The Demand for Homes
The UK is experiencing an ever increasing demand for housing, even with 244,000 homes being built between 2019 and 2020, government estimates currently sit at the need for around 345,000 new homes to be built each year to meet demand.
As many people now work from home interest has also increased in larger properties as people look to have their own clearly defined office space, better helping them maintain a work-life balance.
In an interesting statistic, while 250,000+ people moved home, there was a 12% drop in sales for first time buyers, showing that, right now, young professionals are leaning towards renting as opposed to owning property. This is great news for investors as rentals continue to perform, even when there are attractive incentives for first time buyers, Zoopla reported a 20% increase in demand for rental property while, the average rental price rose by 3.2% in 2020 with Savills predicting this growth will continue into 2021.
For investors in the Buy-to-Let market, even during the pandemic, it's proven to be a very robust market.

What Does This Mean For 2021?

Now that the vaccine is rolling out and there's a light at the end of the Covid tunnel, we again hit a period of transition, this time back to some semblance of normality.
The reopening of the highstreets, the return to bars and the ability to holiday returning are all excellent signs for investors of all kinds, but property again looks to benefit from the "new normal"
As discussed earlier, holiday lets and short term lettings look to continue to shine in terms of demand and yields, as the public clamour to get away, mingle and unwind across the UK.
Likewise, for long term rentals, with the average time a property is on the market dropping to 14 days, the demand for quality homes shows no signs of slowing down.
The increase in house prices means that, for many, rentals are still the most affordable option and this increase in house prices is forecasted by Savills, to continue far beyond 2021.

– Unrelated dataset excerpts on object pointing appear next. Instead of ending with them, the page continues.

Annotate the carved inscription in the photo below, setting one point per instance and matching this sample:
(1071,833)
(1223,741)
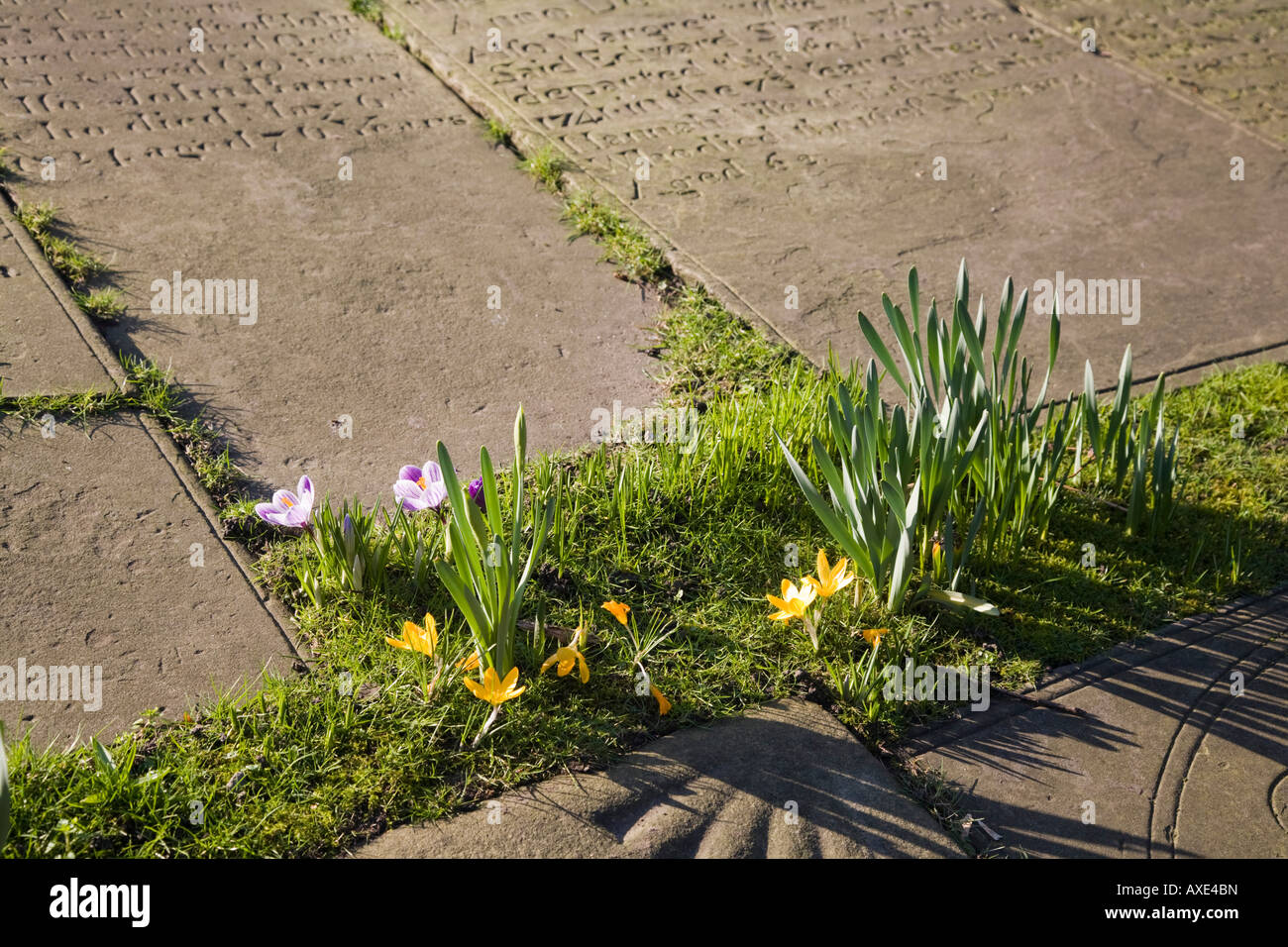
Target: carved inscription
(106,84)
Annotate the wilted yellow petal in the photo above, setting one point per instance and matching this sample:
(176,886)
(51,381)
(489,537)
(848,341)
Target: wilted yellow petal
(618,609)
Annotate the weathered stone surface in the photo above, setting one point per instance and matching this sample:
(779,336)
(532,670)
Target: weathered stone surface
(43,344)
(98,543)
(1232,53)
(716,792)
(373,292)
(1175,763)
(816,169)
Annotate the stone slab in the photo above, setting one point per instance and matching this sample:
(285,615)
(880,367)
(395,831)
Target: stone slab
(1231,53)
(373,292)
(1172,761)
(724,791)
(98,543)
(43,346)
(816,169)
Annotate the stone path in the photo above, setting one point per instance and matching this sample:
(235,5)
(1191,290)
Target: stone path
(777,174)
(785,781)
(1234,54)
(114,573)
(397,281)
(1167,762)
(307,157)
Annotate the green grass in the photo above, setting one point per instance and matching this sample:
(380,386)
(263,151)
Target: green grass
(316,762)
(72,263)
(102,304)
(625,245)
(546,167)
(497,133)
(150,389)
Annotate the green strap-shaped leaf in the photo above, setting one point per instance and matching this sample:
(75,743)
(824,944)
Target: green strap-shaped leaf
(883,354)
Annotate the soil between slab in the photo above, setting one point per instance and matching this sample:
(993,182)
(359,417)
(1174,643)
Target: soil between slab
(108,564)
(811,178)
(785,781)
(305,153)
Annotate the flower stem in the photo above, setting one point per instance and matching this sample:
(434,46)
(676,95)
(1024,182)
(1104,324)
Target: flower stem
(487,725)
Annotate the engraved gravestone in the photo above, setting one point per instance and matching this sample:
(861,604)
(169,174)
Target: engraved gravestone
(309,230)
(802,157)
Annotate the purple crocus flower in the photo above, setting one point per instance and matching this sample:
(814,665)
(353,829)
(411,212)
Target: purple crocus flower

As a business, we have had a record year for property investments, reporting the busiest period in our history for investment sales, Investment Manager Michael Holliday has this to say on why Residential Estates and our investors have faired so well in such turbulent times:

"I believe this is down to a mixture of factors both internally and externally.
Externally – the market is buoyant with the help of the Governments interventions such as the stamp duty holiday and the fact that demand still far outweighs supply in the UK for property.
Internally – the variety of property for sale we have has helped enormously. We have tried to include a variety of investment opportunities for our clients as we appreciate there isn’t a one size fits all for investors.
There are those that like the traditional HMO market for instance and some that like the more ‘hands off’ rental guarantee model through PBSA (purpose built student property).
Without a doubt though, the most significant internal factor is our experience in the short term let/holiday let market.

As a company we have managed properties this way for over 12 years and we were doing it before the likes of AirBNB.
COVID has helped promote the staycation market tremendously and the fact we not only manage properties this way but also sell investment property with this model has led to a significant increase in sales.

The final factor worth mentioning for our recent success is the quality of our team.

All of our consultants have a vast amount of experience in the industry and our efficient aftersales/customer care team ensure every client is looked after."

2020, while difficult, has proven just how robust the property market is in the UK, and, with light now at the end of the tunnel, looks set to continue on an upwards trajectory.